In 1930, at the age of thirty-two he flew 10,000 miles single handedly and won the England to Australia air race. Two weeks later he married Mary Powell and they were to have a son, Charles. In 1933, after once again breaking the record for solo flight from England to Australia, he was acclaimed as the world’s greatest airman. Smithy held more long distance flying records than anyone else on earth. But the adulation couldn’t last forever. Later when Smithy pulled out of a race because his plane wasn’t ready, he was sent white feathers in the post. The sign of a coward. Smithy was devastated. The press criticized him and his health suffered. It was the most difficult period in his life. At thirty-eight Smithy was a veteran but wanted to prove he still had what it took.

The Last Flight

The fate of Sir Charles Kingsford Smith remains one of aviation's great unsolved mysteries.

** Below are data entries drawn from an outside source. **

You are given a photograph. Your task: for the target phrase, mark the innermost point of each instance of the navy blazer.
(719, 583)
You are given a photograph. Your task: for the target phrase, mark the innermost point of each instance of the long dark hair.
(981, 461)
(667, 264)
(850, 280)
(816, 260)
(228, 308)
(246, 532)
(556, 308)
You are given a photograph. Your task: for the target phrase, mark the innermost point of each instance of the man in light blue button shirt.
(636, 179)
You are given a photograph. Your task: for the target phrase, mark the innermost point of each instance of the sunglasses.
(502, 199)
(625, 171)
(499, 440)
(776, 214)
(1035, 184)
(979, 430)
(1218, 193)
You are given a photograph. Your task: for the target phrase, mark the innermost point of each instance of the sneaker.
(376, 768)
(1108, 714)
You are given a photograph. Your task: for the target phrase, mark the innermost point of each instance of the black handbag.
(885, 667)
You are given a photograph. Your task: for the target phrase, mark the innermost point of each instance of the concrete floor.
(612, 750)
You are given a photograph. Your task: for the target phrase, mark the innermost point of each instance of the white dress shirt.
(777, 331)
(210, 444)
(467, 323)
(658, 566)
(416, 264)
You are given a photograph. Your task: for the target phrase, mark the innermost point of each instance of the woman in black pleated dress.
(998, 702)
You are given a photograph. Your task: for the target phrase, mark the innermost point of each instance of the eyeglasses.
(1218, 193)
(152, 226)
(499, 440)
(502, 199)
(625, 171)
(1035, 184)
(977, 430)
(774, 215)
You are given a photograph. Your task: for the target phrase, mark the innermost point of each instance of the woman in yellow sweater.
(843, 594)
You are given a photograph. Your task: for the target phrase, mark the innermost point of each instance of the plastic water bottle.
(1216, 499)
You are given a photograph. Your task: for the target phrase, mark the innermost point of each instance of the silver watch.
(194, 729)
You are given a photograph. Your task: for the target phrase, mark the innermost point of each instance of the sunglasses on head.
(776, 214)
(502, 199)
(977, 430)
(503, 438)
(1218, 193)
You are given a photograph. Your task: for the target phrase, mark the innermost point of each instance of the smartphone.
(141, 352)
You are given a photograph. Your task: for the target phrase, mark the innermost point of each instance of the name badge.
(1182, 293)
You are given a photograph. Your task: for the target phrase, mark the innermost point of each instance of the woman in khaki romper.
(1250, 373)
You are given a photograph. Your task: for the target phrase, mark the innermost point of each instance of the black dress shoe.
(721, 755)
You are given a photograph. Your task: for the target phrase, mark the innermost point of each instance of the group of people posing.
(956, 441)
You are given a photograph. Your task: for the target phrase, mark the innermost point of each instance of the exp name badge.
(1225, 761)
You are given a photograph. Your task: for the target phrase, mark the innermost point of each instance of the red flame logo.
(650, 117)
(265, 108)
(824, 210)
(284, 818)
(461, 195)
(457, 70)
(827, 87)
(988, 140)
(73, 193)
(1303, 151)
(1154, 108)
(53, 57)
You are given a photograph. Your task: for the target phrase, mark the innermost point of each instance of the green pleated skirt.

On 6 November 1935, Smithy and his co-pilot mechanic, Tommy Pethybridge took off on a planned flight from England to Australia in the Lady Southern Cross, a Lockheed Altair. At dusk on 7 November 1935 he and Pethybridge, departed Allahabad, India to fly non-stop overnight to Singapore. They passed over Calcutta, Akyab and Rangoon - which they overflew at 1:30 am. Just before 3:00AM, 8 November, another Australian pilot, Jimmy Melrose who was heading south from Rangoon in a much slower plane, a Percival Gull, saw the Altair overtake him above the Andaman Sea. In Singapore later that day Melrose was surprised to learn that the Lady Southern Cross had not arrived. Despite the RAF's search of the entire Rangoon-Singapore route, no trace of the Altair was found for 18 months. In May 1937 its starboard undercarriage leg was picked up by Burmese fishermen on the rocky shore of Aye Island off the south coast of Burma about 140 miles south-east of Rangoon. The theory grew that Smithy had flown into the 460-foot top of the jungle-covered island and the aircraft had plunged into the sea, the wheel breaking off and floating ashore. But an Australian expedition to the island in 1983 searched the seabed without success.